Is Using Sunscreen Paleo?

I always find it interesting when I come across Paleo in context of things other than eating, like running, or endurance training in general, or… like the topic of this post, things one puts on their body.

Let’s start with the obvious: I’m certainly not a dermatology expert, and I invite any of you readers who happen to be a Paleo dermatologist to please comment to this post!

Personally, I feel a bit torn on the subject.  While it’s obvious that we’re living in different ambient conditions, due to the depleted ozone layer, than cavemen experienced, I still don’t love the idea of smearing harsh chemicals all over my skin.  Nor do I want to fry in broad daylight and experience horribly burnt skin.

Many scientists studying cancer have come to the conclusion that the use of sunscreen chemicals may be increasing the incidence of cancer and that sunlight exposure may actually decrease human cancer rates and improve your health.

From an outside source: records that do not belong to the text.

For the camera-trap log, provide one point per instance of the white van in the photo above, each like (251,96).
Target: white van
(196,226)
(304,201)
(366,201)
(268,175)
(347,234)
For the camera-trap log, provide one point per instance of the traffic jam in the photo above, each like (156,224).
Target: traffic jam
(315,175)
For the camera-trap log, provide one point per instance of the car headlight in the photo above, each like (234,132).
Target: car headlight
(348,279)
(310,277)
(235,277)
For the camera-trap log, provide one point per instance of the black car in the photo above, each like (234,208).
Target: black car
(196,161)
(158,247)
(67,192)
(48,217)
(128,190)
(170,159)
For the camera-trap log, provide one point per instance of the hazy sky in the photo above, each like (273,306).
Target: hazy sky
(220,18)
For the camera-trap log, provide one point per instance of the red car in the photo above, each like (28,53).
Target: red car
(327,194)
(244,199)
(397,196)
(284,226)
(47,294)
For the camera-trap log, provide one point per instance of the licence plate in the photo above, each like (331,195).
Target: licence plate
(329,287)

Chemical Sunscreens have been shown to generate free radicals (which, amongst other side effects, can actually age the skin prematurely…just like overdoing sun exposure), have strong estrogenic activity and, since they are foreign to the body, can be stored and saved in body fat.

There is also the option of a physical sunscreen, like zinc oxide and titanium dioxide, but some choose not to use them as they’re thicker and more difficult to apply.

What I do, and again, I’m not positioning this as ‘here is what you should do’, is to get some sun, which my dermatologist recommends, but not too much and I use a mixture of vitamin C powder mixed with water as a homemade ‘sunscreen’.  I have my skin checked annually by my dermatologist, as well.

The sun itself is not the enemy.  Because I do get some sun exposure each day, along with the fact that I follow the Paleo diet diligently, it comes as no surprise each year when I have my physical exam and my Vitamin D levels are at the top end of normal… including the three years that I lived in Seattle!